If we use state space tunneling (SST), an SST visualize trace is a counter-example of an inductive step proof attempt (like the red oval we've seen before). Note that this is not a counter-example for the design, but it is a counter-example of an attempt to prove the inductive step which is failing because it is starting from an unreachable state. So we can manually create helper properties that describe the reachable state space. What is happening is that the proof is failing when the count gets large...larger than the allowable values for the count which has to be 0 to 4 (remember, there are 4 entries in the FIFO). So 5 and above are unreachable states. The read and write pointers are intended to be one-hot (only one bit in the register set) even though, from the point of view of unreachable states, any value might be in the register even though they are actually unreachable. The "not quite" is to illustrate just how, even for this small design, writing the helpers by hand is tricky.

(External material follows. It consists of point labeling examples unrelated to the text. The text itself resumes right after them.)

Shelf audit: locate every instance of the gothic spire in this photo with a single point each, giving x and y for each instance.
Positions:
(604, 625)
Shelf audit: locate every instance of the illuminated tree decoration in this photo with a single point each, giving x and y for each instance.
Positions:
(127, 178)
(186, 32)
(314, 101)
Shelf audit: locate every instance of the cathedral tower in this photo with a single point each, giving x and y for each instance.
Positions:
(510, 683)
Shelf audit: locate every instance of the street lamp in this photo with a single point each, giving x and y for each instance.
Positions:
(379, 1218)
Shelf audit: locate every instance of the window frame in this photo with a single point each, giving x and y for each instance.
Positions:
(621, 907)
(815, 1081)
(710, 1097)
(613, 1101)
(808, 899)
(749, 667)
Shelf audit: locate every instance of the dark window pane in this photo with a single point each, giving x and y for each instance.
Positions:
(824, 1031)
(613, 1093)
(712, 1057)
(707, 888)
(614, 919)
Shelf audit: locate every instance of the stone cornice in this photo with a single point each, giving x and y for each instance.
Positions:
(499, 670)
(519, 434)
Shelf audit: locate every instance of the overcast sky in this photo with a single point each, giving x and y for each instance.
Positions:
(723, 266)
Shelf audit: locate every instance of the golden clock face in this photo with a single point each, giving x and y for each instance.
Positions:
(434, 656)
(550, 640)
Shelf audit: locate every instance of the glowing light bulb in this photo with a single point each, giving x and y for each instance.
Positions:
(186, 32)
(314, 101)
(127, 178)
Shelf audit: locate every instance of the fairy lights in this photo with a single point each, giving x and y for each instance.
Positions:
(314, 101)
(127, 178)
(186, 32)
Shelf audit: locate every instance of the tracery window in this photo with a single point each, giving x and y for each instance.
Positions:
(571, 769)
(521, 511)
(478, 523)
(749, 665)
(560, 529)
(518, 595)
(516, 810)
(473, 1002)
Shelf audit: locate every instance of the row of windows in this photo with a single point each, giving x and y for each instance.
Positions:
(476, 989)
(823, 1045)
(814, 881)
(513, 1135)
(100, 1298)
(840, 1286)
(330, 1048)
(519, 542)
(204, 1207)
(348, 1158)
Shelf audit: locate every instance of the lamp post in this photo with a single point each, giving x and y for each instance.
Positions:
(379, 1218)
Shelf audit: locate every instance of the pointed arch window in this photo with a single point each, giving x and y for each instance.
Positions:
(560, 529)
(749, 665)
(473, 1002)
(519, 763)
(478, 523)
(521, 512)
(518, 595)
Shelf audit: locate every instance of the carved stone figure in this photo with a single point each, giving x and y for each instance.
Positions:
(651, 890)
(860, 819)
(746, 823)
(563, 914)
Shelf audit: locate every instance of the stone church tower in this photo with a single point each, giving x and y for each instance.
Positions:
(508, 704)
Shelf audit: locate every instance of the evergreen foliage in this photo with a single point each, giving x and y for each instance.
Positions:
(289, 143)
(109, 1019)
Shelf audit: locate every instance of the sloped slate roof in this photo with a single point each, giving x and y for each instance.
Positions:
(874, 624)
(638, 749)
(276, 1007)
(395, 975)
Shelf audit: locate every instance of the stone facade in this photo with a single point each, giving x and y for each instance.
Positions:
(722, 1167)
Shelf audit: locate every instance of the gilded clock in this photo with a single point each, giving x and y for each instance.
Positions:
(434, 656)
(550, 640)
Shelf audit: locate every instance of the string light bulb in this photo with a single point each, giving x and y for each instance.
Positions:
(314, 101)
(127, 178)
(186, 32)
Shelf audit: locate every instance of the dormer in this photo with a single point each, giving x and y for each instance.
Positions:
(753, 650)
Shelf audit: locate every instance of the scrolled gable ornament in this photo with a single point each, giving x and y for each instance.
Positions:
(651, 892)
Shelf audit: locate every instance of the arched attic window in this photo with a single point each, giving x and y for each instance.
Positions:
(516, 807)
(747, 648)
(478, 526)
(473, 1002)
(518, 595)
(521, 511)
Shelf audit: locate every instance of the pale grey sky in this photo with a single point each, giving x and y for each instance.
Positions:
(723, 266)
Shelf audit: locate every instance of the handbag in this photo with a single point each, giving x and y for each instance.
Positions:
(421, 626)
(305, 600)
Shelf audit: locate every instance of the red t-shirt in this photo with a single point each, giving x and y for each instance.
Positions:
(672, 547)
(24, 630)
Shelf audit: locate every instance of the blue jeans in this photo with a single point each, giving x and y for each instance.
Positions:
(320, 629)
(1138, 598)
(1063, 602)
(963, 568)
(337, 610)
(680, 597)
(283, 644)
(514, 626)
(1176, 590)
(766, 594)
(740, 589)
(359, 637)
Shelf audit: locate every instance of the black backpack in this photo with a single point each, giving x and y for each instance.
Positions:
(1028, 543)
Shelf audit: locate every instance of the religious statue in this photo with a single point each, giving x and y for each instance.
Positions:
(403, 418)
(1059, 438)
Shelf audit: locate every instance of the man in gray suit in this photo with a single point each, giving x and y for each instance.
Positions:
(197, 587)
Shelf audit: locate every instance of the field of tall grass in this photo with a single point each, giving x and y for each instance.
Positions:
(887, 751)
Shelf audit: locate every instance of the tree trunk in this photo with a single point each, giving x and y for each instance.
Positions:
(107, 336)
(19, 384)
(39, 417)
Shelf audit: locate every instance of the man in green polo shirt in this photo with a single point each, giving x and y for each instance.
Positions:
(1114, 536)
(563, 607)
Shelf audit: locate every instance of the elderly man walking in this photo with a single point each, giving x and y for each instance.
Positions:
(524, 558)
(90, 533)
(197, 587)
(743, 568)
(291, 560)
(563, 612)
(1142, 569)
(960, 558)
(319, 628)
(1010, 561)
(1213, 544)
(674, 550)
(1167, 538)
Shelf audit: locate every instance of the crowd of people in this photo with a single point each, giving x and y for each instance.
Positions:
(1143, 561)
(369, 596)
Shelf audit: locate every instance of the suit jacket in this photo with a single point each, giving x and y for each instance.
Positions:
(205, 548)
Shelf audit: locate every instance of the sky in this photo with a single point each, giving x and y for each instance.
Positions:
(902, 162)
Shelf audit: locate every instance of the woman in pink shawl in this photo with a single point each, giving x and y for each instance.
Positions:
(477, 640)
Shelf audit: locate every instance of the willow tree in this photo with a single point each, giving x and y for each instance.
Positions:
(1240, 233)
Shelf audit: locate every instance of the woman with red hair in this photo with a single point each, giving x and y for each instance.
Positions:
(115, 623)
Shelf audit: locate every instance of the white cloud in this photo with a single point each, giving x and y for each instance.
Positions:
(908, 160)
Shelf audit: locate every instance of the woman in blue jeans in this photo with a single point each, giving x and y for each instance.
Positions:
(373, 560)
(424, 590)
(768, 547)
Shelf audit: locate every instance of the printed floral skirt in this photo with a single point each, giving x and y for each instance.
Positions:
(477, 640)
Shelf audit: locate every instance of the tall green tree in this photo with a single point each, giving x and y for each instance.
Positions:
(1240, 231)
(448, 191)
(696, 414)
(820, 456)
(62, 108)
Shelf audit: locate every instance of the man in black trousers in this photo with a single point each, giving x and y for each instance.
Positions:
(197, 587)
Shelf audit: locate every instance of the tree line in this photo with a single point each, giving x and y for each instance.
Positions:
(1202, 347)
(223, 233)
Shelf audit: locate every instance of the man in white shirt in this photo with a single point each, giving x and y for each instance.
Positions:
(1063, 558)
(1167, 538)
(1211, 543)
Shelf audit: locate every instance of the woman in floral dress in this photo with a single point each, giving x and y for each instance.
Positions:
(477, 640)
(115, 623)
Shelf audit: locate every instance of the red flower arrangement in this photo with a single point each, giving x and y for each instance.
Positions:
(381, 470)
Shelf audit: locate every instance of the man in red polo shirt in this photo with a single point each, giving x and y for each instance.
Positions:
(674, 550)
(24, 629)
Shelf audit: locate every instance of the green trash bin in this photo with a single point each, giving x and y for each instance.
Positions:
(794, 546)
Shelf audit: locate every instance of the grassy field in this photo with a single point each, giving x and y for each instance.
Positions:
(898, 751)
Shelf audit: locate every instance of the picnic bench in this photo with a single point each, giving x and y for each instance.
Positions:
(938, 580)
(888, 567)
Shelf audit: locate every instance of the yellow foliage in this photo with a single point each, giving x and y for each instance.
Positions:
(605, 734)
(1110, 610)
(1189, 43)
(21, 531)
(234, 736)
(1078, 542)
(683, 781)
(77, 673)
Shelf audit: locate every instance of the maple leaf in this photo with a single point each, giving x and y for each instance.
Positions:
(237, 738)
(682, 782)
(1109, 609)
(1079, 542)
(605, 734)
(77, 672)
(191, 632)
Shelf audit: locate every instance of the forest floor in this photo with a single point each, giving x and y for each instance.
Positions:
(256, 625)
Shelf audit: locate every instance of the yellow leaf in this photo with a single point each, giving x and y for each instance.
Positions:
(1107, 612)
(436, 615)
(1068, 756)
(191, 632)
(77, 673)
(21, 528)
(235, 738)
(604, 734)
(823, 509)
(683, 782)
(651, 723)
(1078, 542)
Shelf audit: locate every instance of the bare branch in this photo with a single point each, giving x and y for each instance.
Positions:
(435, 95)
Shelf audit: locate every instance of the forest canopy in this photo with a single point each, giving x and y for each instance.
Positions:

This is where the automated flow comes in. It is usually easy to work out what state elements are involved, even if the expressions relating them are not obvious. The helper library is written in TCL as you can see above in the yellow box. The curly brackets contain the elements of interest. The key thing is that there is no need to manually work out an expression relating the signals. With no reachable states except reset, the tool then runs a proof and finds counter-examples. Those are the states that actually are reachable. This is then repeated, as David went into in his presentation. The helpers are then proved, and then the properties of interest are proved, making use of the helpers.

The above diagram summarizes the flow. David went into detail on one problem, namely when the state space of signal list has too many sates, and how to use virtual signals to describe key relationships.

Results

He wrapped up with some results from Arm processors.

  • A-class processor core
    • Real bug discovered in the process of discovering helpers
    • Proof closure of helpers proved after the bug was resolved
  • R-class processor core
    • Proof closure of memory management unit in under 2 hours, previously undetermined after several days
  • M-class processor core
    • Proof properties of key end-to-end properties for fetch queue
    • 10% more properties proven in core regressions

Summary

  • Human-guided automated creation of helper properties
    • Human analysis of problem space e.g. using State-Space Tunneling
    • Library to support helper property generation and management
  • Pros
    • Takes advantage of human understanding and expertise
    • Reduces human effort compared to completely manual approach
    • Increases visibility of reachable state space
  • Cons
    • Generation performance – speed and size
    • Not completely automated

Learn More

All the presentations (in both pdf and video form) are on the Jasper User Group (JUG 2021) one-stop resource page. David Gilday's presentation is the last one on the list. You can access this if you are registered for Cadence support, you don't have to have been registered for JUG21.

The Claret Jug

 If you play golf, you will know about The Open Golf Championship (often called the British Open, but there were no other championships back in 1860 when it started so no need to put a country name in the title...we Brits don't put a country name on our stamps either since there were no other stamps back in 1840 either). You probably know that the trophy for the winner is The Claret Jug. Actually, the original is far too important to award the original, which is kept at the R&A in St Andrews, and it is a replica that the winner receives today to take home for a year.

All of which is a long preamble as to how it would be great if the winner of the best paper at JUG received a claret jug or something similar. By the way, "claret" is a British term for red Bordeaux wine, so jugs like this would have been used to drink wine from the barrel before universal bottling was introduced. So we need a campaign: a jug for JUG!